FriendFeed's Pseudo-ODB

Object database technology has never really taken off in the industry, but it has a lot of valid purposes, and in many scenarios can be very quick and powerful for developers to work with.

Relational databases carry a certain aura of reliability and reusability that make them appealing for businesses. Buying a pre-packaged product (whether it is a database, a reporting engine, an application server, or whatever) has a certain appeal to most businesses; the warm-blanket effect.

Also, there is no ‘object’ database storage standard, so you can’t just slap a pre-packaged reporting framework on top of any object database without having to do some leg-work. This has been the #1 argument I’ve continually heard as to why we needed to use SQL storage formats at every company I have worked. Ironically, the table models become complex and have enough quirks in them that writing scalable queries against them take hours and hours of developer time anyway.

Technology-oriented businesses (especially smaller ones) often have more leverage to ‘tinker’, especially when they are fighting the battle of scalability vs. cost.

While it’s not the first article of it’s kind, I was heartened to see this article over at Friendfeed where they talk about their transition to an object-like storage mechanism (what they call schema-less).

Our datastore stores schema-less bags of properties (e.g., JSON objects or Python dictionaries). The only required property of stored entities is id, a 16-byte UUID. The rest of the entity is opaque as far as the datastore is concerned.
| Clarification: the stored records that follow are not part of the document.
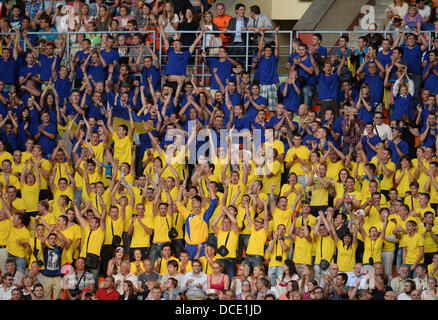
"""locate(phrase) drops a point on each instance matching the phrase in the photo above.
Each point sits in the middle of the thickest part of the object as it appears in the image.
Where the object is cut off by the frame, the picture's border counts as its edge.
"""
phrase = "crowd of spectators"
(124, 177)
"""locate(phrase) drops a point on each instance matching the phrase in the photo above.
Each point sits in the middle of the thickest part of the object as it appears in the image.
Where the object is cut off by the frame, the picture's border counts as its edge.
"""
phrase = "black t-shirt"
(188, 38)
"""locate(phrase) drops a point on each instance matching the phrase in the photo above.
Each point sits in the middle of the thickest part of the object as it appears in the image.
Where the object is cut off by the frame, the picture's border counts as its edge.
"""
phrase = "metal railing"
(428, 35)
(158, 44)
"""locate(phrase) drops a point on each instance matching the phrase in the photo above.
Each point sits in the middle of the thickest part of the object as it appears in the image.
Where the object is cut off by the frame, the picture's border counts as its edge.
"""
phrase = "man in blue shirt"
(398, 147)
(266, 64)
(9, 65)
(46, 59)
(177, 59)
(224, 65)
(291, 90)
(328, 83)
(429, 132)
(412, 54)
(316, 45)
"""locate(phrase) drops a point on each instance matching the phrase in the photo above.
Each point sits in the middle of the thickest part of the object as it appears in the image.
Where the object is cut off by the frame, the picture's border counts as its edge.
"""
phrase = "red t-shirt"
(102, 294)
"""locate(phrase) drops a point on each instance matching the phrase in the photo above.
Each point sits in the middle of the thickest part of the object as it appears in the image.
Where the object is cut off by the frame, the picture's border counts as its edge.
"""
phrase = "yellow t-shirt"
(162, 226)
(302, 251)
(140, 238)
(373, 249)
(122, 148)
(303, 153)
(413, 245)
(256, 242)
(233, 238)
(94, 239)
(30, 196)
(13, 247)
(346, 256)
(328, 248)
(278, 251)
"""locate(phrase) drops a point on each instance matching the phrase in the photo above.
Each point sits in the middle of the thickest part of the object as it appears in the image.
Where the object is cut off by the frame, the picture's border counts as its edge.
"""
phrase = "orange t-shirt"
(222, 24)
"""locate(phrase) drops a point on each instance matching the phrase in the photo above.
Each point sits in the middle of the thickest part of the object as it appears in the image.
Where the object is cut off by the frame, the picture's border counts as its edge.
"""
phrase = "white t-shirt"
(424, 12)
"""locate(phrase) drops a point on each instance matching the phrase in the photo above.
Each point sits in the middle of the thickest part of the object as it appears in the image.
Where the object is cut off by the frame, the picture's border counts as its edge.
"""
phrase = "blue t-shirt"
(376, 88)
(328, 86)
(413, 58)
(268, 70)
(82, 57)
(384, 59)
(48, 144)
(431, 81)
(46, 66)
(373, 141)
(176, 62)
(223, 71)
(35, 70)
(402, 105)
(251, 112)
(8, 70)
(403, 146)
(430, 139)
(63, 87)
(291, 100)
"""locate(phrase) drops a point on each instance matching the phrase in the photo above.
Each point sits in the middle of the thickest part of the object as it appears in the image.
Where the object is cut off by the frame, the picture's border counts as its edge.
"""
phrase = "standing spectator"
(259, 23)
(222, 20)
(306, 77)
(6, 287)
(123, 276)
(328, 83)
(412, 53)
(413, 19)
(267, 66)
(408, 288)
(108, 292)
(79, 280)
(238, 39)
(195, 282)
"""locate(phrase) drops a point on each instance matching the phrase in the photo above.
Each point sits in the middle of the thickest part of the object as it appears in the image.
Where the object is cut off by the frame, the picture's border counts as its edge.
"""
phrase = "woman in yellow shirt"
(404, 176)
(303, 240)
(373, 243)
(137, 266)
(346, 246)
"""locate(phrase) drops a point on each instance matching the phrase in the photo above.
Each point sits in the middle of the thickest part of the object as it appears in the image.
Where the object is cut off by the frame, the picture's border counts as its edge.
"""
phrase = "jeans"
(302, 180)
(21, 263)
(178, 246)
(242, 244)
(412, 274)
(212, 239)
(399, 259)
(387, 260)
(78, 196)
(95, 273)
(156, 251)
(274, 273)
(307, 95)
(229, 267)
(252, 261)
(416, 78)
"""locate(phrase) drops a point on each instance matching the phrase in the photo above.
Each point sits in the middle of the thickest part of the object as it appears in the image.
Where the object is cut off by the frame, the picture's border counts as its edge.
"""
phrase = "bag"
(223, 251)
(173, 233)
(324, 265)
(91, 261)
(37, 257)
(116, 239)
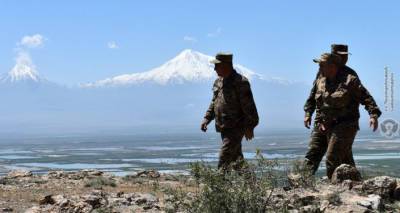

We can change the “schema” simply by storing new properties.

We index data in these entities by storing indexes in separate MySQL tables. If we want to index three properties in each entity, we will have three MySQL tables - one for each index. If we want to stop using an index, we stop writing to that table from our code and, optionally, drop the table from MySQL. If we want a new index, we make a new MySQL table for that index and run a process to asynchronously populate the index without disrupting our live service.

They mention that the primary reason for moving to this style of storage was the cost of doing relational database changes in MySQL (adding/removing indexes most notably) was just becoming too high, and was causing too many production performance issues.

Their format rings similarly to those chosen by Google BigTable and Amazon SimpleDB which both use a ‘schema-less’ property-based storage mechanism.